Jim Marshall visits Ready Pac

Photo by Rebecca Long

Photo by Rebecca Long

By Diane Glidewell


Congressman Jim Marshall, who represents the 8th District in the U.S. House of Representatives, including much of Butts County, contacted the Butts County Chamber of Commerce and indicated he would like to visit a thriving industry in the county. It was arranged for him to tour Ready Pac in the Riverview Industrial Park at Highway 36 and I-75.

Ready Pac opened its facility in Jackson in 2001 and is now planning an addition to the building. It is a national processor and supplier of fresh cut vegetables and fruits with headquarters in Irwinton, California and five processing plants in the United States: California, Texas, and two in New Jersey as well as the one in Butts County. Its major customers include Publix, Wal-Mart, Costco, and Kroger.

The Jackson Ready Pac employs 290 workers, with 19 percent from Butts County, 21 percent from Spalding County, and the other 60 percent from 17 surrounding counties. There are plans to expand the building within the next year. If the expansion takes the plant into processing fruit, it will add 40-50 more jobs. Most of the jobs pay a little above minimum wage but do include health and other benefits.

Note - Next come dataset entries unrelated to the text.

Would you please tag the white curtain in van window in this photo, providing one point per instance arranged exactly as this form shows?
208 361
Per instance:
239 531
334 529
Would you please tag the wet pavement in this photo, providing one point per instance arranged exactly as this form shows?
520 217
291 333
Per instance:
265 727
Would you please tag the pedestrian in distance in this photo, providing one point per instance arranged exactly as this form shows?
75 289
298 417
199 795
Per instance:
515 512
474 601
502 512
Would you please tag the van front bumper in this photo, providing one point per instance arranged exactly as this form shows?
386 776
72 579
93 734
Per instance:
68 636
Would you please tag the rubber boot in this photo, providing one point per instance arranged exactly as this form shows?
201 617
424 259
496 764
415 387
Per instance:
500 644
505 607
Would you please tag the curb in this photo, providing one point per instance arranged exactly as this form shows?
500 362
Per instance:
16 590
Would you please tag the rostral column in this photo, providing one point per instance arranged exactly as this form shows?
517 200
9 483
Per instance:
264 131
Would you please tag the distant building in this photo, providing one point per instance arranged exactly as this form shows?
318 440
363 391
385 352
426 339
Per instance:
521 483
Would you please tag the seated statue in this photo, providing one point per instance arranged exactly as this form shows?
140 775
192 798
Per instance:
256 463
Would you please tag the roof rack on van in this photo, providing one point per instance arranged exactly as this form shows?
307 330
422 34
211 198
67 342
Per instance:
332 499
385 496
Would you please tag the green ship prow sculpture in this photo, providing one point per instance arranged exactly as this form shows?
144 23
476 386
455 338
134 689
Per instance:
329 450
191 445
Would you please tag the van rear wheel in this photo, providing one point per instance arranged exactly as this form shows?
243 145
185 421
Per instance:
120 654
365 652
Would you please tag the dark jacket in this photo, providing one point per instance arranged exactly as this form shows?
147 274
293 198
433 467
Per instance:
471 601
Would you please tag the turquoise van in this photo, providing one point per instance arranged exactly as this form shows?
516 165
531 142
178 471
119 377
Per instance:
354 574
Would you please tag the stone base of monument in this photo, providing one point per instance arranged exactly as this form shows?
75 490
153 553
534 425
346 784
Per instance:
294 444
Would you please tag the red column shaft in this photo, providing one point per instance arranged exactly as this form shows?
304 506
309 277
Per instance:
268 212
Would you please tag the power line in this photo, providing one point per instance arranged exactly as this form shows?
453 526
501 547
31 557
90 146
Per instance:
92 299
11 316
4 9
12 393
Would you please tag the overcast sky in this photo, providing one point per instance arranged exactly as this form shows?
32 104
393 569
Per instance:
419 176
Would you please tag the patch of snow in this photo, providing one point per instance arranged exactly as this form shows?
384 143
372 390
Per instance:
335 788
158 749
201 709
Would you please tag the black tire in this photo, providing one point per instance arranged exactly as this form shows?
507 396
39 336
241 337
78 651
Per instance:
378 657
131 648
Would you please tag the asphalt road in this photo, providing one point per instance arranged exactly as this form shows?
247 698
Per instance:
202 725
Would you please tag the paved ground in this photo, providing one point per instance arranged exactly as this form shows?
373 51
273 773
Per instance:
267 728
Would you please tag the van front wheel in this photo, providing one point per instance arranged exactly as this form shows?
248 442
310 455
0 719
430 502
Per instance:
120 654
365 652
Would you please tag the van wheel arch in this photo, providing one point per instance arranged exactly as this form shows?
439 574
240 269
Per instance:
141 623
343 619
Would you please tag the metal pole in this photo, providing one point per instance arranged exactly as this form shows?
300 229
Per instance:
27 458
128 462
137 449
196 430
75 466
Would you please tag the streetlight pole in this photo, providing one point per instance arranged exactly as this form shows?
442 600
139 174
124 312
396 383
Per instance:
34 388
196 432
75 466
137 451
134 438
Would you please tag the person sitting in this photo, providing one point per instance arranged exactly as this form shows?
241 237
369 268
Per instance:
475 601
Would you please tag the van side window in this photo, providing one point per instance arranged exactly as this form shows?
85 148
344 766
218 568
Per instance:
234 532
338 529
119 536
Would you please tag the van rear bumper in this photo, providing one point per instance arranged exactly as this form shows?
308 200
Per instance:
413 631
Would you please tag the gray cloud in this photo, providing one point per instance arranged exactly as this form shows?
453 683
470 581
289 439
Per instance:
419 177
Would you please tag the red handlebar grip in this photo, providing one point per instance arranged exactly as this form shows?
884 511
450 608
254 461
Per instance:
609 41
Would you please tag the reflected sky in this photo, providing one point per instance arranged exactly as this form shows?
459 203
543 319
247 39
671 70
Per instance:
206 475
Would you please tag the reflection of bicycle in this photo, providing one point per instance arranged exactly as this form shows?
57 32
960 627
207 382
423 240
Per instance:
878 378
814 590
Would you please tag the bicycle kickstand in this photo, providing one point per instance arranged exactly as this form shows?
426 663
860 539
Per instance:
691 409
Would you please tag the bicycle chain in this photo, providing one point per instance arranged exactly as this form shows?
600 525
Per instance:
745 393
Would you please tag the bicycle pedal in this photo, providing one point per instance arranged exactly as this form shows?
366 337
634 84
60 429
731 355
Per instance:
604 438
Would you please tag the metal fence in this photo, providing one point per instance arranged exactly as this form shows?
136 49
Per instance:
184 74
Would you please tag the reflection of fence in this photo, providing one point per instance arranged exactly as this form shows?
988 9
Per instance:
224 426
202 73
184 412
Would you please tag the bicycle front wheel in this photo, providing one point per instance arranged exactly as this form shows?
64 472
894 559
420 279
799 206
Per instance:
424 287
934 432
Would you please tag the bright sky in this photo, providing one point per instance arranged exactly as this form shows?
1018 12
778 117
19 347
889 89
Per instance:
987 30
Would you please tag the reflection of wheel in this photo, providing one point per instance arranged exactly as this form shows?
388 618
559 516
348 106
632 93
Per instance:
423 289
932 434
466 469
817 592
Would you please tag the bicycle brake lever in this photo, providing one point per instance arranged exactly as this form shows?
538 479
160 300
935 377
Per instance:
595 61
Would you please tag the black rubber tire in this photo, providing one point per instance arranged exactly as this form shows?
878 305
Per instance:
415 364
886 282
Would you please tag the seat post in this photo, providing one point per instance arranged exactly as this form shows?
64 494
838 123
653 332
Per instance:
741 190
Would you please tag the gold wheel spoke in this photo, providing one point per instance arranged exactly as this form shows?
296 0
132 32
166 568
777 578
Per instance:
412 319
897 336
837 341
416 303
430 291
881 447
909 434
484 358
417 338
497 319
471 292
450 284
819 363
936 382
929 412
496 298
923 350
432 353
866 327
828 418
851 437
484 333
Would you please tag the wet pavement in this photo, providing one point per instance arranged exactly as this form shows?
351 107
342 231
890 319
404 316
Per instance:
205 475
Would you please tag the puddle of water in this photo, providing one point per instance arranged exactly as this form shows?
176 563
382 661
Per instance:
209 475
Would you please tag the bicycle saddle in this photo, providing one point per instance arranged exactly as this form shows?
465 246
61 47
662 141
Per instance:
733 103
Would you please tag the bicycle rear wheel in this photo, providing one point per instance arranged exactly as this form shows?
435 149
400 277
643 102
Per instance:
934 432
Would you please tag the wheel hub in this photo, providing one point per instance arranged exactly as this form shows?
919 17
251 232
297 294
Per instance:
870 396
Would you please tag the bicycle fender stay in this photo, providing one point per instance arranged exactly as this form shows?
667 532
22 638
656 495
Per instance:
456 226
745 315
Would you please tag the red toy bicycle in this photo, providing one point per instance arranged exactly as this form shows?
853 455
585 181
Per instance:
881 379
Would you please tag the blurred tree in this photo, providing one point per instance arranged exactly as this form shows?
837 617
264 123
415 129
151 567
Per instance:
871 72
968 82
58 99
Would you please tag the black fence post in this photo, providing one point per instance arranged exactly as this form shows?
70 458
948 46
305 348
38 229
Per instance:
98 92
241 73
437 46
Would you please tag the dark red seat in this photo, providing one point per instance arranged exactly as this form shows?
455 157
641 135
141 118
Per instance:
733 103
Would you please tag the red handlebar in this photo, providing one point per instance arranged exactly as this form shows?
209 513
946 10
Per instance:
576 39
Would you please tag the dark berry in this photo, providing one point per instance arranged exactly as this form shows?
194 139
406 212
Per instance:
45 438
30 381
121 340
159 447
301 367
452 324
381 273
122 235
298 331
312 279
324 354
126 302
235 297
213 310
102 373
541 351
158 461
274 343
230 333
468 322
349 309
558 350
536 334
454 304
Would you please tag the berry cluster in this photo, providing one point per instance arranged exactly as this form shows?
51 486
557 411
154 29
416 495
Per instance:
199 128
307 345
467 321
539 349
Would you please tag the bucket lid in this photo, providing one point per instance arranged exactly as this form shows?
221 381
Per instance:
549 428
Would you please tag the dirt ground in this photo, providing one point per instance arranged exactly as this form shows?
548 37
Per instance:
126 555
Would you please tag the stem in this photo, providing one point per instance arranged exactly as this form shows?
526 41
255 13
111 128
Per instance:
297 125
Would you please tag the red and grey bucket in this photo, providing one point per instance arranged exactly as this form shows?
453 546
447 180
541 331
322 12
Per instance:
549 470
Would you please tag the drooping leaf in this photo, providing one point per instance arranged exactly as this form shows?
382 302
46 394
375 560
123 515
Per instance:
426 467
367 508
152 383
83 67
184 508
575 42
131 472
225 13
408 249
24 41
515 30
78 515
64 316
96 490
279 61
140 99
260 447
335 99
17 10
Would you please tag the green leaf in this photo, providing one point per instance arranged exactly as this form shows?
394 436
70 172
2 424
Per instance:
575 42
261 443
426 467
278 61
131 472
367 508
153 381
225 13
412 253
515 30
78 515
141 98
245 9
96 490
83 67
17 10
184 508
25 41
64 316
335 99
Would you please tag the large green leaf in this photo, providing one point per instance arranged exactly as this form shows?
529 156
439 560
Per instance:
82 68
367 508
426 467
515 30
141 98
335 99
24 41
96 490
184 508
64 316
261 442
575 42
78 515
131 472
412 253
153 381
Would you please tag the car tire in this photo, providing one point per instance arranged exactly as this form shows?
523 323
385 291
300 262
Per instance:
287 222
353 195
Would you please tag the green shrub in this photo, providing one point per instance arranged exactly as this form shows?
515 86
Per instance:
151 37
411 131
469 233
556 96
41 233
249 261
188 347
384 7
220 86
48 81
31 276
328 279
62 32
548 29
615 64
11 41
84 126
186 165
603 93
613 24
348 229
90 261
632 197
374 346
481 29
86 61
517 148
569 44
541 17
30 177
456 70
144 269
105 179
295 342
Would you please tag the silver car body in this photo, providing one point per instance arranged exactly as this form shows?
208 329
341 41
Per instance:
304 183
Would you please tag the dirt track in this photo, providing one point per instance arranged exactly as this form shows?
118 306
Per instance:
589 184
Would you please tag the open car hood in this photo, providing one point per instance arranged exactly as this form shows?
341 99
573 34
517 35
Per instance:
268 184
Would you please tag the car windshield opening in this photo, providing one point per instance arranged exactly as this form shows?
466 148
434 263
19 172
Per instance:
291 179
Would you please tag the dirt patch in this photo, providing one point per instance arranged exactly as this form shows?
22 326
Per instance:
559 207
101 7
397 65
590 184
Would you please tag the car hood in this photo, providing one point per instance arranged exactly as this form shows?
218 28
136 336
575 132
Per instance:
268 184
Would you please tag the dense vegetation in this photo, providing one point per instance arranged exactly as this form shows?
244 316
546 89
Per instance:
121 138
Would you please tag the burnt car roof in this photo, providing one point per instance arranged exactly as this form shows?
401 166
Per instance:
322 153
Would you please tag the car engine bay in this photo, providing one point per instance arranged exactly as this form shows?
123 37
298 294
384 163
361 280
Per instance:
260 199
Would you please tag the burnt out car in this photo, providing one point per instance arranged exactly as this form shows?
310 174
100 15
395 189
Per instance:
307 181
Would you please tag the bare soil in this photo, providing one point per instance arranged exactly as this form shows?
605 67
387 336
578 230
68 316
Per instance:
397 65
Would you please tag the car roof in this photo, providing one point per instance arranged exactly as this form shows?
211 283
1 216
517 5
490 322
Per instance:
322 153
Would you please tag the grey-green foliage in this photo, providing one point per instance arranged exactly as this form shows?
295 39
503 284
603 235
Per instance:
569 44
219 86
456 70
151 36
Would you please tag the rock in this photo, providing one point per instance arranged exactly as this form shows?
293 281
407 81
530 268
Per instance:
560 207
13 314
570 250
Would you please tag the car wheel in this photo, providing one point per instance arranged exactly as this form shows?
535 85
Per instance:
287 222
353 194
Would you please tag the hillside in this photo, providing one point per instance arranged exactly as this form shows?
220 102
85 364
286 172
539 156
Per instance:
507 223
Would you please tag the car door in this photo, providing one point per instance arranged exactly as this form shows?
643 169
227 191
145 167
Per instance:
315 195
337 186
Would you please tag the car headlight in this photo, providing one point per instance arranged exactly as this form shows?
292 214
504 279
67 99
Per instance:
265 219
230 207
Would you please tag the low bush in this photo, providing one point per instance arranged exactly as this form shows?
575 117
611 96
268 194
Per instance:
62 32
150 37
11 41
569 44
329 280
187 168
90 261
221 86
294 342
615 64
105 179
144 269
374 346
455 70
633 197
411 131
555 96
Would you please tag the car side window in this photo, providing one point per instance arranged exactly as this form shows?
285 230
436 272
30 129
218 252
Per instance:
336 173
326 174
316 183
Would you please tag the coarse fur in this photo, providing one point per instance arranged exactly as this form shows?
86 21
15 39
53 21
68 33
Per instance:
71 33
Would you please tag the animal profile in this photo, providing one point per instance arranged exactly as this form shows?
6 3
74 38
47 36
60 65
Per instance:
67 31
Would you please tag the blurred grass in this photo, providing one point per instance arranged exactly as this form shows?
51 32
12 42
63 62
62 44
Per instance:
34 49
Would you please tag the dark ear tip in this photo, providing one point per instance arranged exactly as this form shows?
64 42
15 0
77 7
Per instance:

Ready Pac is working with the technological challenges of producing better quality, better shelf-life, and more automated lines while keeping safety for the consumer a top priority.

Congressman Marshall asked about Georgia farmers as suppliers for Ready Pac. Currently Ready Pac only purchases cabbages from the Tifton area and some tomatoes in Georgia. Most produce comes from states on the West Coast or seasonally from Florida. Marshall thought Georgia poultry farmers and possibly vegetable and fruit producers should seek contracts with Ready Pac.

Marshall asked Director of Operations Aldo Quintanilla whether Ready Pac had been happy with the work force at its Jackson facility and received an affirmative answer.

"The work is not difficult, but the environment is," explained Production Manager Steve McBride. "We are a refrigerated environment, 37 degrees. It is hard to work in a cold, damp environment for 8-10 hours per day."

Ready Pac in Jackson produces 175,000 pounds of fresh cut salad per day, that is 33-35,000 cases. There are five wash lines, and the triple wash system processes 3,000 pounds per hour. Everything must be cut to the customer's specifications with a minimum shelf life of 10 days. Everything is also carefully weighed on the scale system. Workers have to keep the rhythm going in packaging, where 55 bags a minute go through on some lines.

Ready Pac in Jackson also recycles the water it uses. The organic segment of the business is expanding. Paramount is starting with the best produce.

"Quality is the most essential element for us," said Quintanilla. "We are here to stay, and we're expanding."